Do Nurses at August Healthcare At Iliff Stick Around?

Staff at AUGUST HEALTHCARE AT ILIFF tend to stick around. With a turnover rate of 20%, the facility is 26 percentage points below the Virginia average of 46%. Low turnover is a positive sign. It means caregivers have time to learn each resident's needs, medications, and personal preferences. Consistent staff also notice subtle changes in a resident's condition more quickly. Registered Nurse turnover is also low at 23%, meaning experienced RNs are available to handle complex medical needs.

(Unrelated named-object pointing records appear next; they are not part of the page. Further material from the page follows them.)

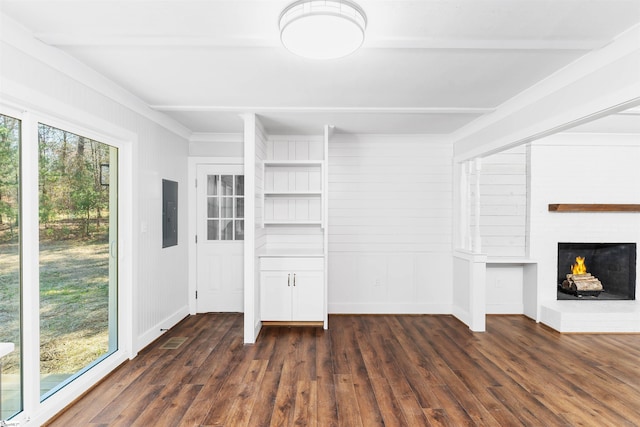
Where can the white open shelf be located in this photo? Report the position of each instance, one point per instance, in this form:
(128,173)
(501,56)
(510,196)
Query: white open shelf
(292,193)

Was August Healthcare At Iliff Ever Fined?

AUGUST HEALTHCARE AT ILIFF has been fined $16,673 across 1 penalty action. This is below the Virginia average of $33,246. While any fine indicates a compliance issue, fines under $50,000 are relatively common and typically reflect isolated problems that were subsequently corrected. Families should ask what specific issues led to these fines and confirm they've been resolved.

Is August Healthcare At Iliff on Any Federal Watch List?

AUGUST HEALTHCARE AT ILIFF is not on any federal watch list. The most significant is the Special Focus Facility (SFF) program, which identifies the bottom 1% of nursing homes nationally based on persistent, serious quality problems. Not being on this list means the facility has avoided the pattern of deficiencies that triggers enhanced federal oversight. This is a positive indicator, though families should still review the facility's inspection history directly.